This is an old post, but I think it's still important to debunk the following misinformation:
Jim@StratusPrep wrote:My honest opinion is that you should think about taking the exam again. You definitely have an OUTSTANDING score, but it will serve you to get the quant a bit closer to the 80th percentile for the top programs.
It is absolutely NOT TRUE that you should aim for 80th percentile in quant anymore! That may have been true decades ago, but changes to student scores internationally in recent years now mean that you'd need an almost-perfect score to get an 80+ percentile on quant these days.
IGNORE YOUR PERCENTILES! That is NOT what schools look at when they are evaluating your scores! They look at your overall score and your subscore for the quant and verbal sections.
If you're looking at the percentiles rather than the subscores, you're getting the wrong impression. It is the subscore - not the percentile - that indicates your ability level. These scores range from 0-51, and they don't change over time. As Larry Rudner, former Chief Psychomatrician for GMAC, says, "The GMAT scale [sub] scores represent the same ability level over time. Thus, a Quant score of 43 in 2002 represents the exact same level of ability as a Quant score of 43 does in 2011."
The percentiles, on the other hand, have changed significantly over time. When the test was originally developed, an overwhelming majority of test takers were US citizens. In 2015, though, only 34% of the roughly 250,000 test takers who took the GMAT were US citizens*.

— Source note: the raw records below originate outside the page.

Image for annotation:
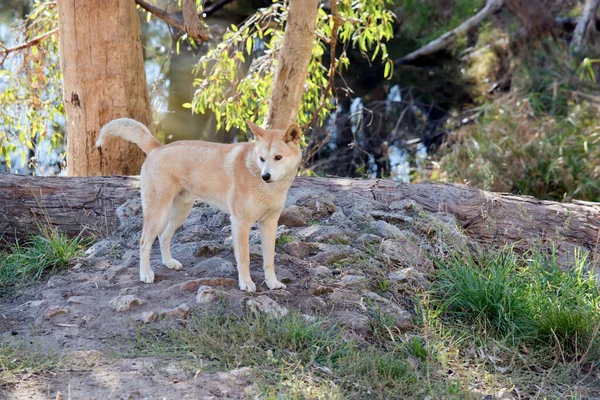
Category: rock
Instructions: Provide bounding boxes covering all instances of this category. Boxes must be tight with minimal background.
[191,257,236,276]
[310,285,333,296]
[356,233,381,247]
[281,242,318,258]
[387,267,429,287]
[46,275,67,287]
[367,221,406,239]
[246,295,288,318]
[67,296,96,304]
[196,286,225,304]
[340,275,367,286]
[296,193,336,219]
[310,244,355,265]
[369,210,414,224]
[194,242,223,257]
[327,210,352,227]
[110,294,146,312]
[102,265,127,283]
[296,225,355,244]
[46,306,69,319]
[308,265,332,277]
[133,311,158,324]
[167,278,238,292]
[278,205,310,228]
[158,303,190,319]
[388,200,422,211]
[116,199,142,225]
[379,240,432,270]
[363,292,390,304]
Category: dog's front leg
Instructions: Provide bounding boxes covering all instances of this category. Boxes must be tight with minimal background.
[260,214,285,289]
[231,217,256,292]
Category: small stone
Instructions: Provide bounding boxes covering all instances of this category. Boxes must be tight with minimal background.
[340,275,367,285]
[368,221,406,239]
[133,311,158,324]
[282,242,317,258]
[167,278,238,292]
[158,303,190,319]
[310,285,333,296]
[194,242,223,257]
[102,265,127,283]
[278,205,310,228]
[296,193,336,218]
[191,257,235,276]
[308,265,332,277]
[46,306,69,319]
[363,292,390,303]
[246,295,288,318]
[110,294,146,312]
[196,286,225,304]
[67,296,96,304]
[356,233,381,247]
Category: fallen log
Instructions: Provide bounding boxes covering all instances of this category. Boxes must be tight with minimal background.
[0,174,600,255]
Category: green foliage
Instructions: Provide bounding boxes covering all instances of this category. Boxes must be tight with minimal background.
[133,314,464,399]
[0,228,90,293]
[441,101,600,201]
[191,0,393,131]
[433,249,600,361]
[0,0,65,172]
[394,0,482,46]
[0,344,61,388]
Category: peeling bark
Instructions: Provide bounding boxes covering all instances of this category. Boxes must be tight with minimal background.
[0,174,600,260]
[58,0,152,176]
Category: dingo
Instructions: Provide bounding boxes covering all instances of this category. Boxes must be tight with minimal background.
[96,118,302,292]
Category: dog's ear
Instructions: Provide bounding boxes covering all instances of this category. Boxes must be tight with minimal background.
[246,119,265,140]
[283,124,302,143]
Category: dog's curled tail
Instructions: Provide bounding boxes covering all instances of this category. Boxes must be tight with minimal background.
[96,118,161,154]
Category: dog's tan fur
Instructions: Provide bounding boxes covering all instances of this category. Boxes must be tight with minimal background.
[96,118,302,292]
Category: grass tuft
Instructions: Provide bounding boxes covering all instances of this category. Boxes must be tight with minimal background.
[0,228,90,294]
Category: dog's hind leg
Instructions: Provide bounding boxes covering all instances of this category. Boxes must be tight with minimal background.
[140,184,174,283]
[231,216,256,292]
[260,214,285,289]
[159,192,194,270]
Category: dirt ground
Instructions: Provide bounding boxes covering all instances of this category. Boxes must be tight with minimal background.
[0,186,466,400]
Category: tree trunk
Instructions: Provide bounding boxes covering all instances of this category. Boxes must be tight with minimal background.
[265,0,319,129]
[58,0,152,176]
[0,174,600,260]
[569,0,600,55]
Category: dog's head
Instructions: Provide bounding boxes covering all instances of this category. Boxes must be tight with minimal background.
[246,121,302,183]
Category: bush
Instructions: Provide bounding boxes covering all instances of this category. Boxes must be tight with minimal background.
[433,245,600,360]
[441,100,600,201]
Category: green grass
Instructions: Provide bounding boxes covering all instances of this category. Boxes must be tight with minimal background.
[432,245,600,362]
[0,344,61,387]
[129,314,465,399]
[0,228,90,294]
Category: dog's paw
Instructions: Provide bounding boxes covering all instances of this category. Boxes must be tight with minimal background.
[140,270,154,283]
[163,258,183,271]
[265,279,287,290]
[240,281,256,293]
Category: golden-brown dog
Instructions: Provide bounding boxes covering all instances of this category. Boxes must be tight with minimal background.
[96,118,302,292]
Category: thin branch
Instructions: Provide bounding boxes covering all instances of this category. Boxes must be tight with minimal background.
[135,0,210,42]
[394,0,504,65]
[0,28,58,65]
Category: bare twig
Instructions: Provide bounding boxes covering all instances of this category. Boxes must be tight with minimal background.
[394,0,504,65]
[0,28,58,65]
[135,0,210,42]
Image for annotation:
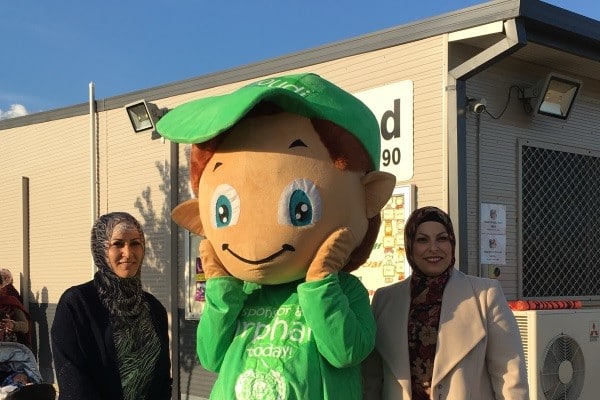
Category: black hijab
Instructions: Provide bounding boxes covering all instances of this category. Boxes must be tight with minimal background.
[91,212,160,400]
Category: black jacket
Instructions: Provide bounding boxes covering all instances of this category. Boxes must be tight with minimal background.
[51,281,172,400]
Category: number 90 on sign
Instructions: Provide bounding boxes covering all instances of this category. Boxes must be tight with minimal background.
[381,147,402,167]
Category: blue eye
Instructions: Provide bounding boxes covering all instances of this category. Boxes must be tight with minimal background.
[210,184,240,228]
[278,179,321,226]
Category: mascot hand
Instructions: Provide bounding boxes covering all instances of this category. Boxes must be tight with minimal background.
[306,228,358,282]
[200,239,231,279]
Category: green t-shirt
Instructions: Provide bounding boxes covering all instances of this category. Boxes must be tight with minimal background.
[197,272,375,400]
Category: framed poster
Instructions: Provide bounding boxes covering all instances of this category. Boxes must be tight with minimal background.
[185,230,206,320]
[353,185,415,296]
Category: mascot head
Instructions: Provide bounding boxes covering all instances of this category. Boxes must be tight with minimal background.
[157,73,395,285]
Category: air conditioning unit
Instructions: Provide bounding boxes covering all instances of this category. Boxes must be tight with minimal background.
[513,309,600,400]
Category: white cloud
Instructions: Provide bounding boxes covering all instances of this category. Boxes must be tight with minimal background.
[0,104,29,119]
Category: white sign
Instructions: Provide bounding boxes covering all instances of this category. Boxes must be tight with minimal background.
[481,233,506,265]
[480,203,506,235]
[354,81,413,181]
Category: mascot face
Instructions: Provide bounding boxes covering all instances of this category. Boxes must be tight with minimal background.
[198,113,368,284]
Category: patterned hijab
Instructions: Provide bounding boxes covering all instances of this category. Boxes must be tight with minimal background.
[404,207,456,400]
[91,212,160,400]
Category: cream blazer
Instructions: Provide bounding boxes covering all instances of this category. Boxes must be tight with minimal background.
[363,270,529,400]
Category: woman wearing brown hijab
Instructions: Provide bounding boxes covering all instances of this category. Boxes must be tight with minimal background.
[363,207,529,400]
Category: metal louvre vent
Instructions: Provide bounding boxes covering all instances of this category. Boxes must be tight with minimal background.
[521,145,600,298]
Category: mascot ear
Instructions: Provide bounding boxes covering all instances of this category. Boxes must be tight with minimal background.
[361,171,396,218]
[171,199,204,236]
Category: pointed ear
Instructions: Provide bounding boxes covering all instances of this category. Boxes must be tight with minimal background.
[171,199,204,236]
[361,171,396,218]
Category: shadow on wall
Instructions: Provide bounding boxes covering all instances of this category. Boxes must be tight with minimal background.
[28,285,54,382]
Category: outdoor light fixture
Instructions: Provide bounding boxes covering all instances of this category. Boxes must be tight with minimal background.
[125,100,165,138]
[536,73,581,119]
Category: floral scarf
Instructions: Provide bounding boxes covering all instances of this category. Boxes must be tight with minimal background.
[91,212,160,400]
[404,207,456,400]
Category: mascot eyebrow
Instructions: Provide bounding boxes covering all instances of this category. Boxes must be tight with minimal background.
[289,139,308,149]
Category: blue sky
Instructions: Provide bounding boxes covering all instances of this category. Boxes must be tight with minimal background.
[0,0,600,119]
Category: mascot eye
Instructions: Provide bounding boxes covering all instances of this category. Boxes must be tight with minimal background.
[210,184,240,228]
[278,179,321,226]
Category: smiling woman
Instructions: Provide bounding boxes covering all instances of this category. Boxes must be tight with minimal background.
[363,207,529,400]
[52,212,172,400]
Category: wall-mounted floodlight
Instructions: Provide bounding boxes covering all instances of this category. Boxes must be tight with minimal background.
[536,72,581,119]
[125,100,166,138]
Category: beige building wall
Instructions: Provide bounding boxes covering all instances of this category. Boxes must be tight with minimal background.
[0,117,91,303]
[467,53,600,299]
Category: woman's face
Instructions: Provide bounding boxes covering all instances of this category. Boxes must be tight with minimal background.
[412,221,453,276]
[107,222,144,278]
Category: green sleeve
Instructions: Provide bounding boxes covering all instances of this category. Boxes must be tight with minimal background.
[196,277,246,372]
[298,272,375,368]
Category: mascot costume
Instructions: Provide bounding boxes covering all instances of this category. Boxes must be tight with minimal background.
[157,74,395,400]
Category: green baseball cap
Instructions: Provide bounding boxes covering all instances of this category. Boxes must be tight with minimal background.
[156,73,381,169]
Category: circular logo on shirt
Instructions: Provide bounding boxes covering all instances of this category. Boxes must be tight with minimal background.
[235,370,287,400]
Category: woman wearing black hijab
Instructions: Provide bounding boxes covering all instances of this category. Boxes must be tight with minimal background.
[51,212,172,400]
[363,207,529,400]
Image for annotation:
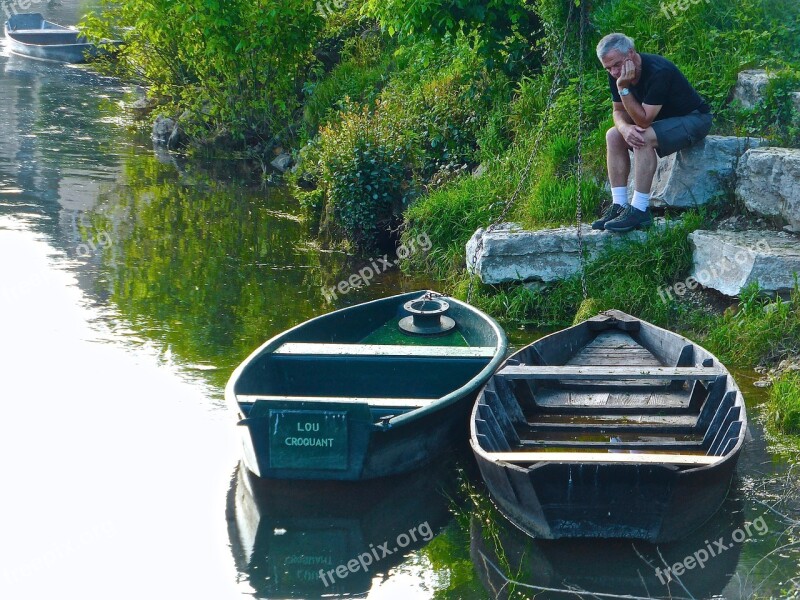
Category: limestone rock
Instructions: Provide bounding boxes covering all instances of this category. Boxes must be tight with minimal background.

The net impact of these shifting demographics, as Rudner says, is that "the means and standard deviations of the Quant and Total scores have gone up, but those of the Verbal scores have gone down." If your Quant percentile looks low but your verbal looks high, this is more of a reflection on the global pool of test takers than it is on you.
Business schools don't look at percentiles.
Don't listen to any sources that tell you to aim for a particular percentile. Ten years ago, a Quant raw score of 47 out of 51 was 81st percentile. Today, that same score is only a 63rd percentile. But business schools know that this represents the same skill level now as it did then, so they don't care what the percentile is. Jeremy Shinewald, founder of our admissions consulting partner, mbaMission, recently told me, "Admissions officers know the GMAT well and they are not confused by the percentiles. Fundamentally, they want to know that you can manage the coursework, and your raw score is a clearer indicator of your abilities than the percentile, because it is consistent over time."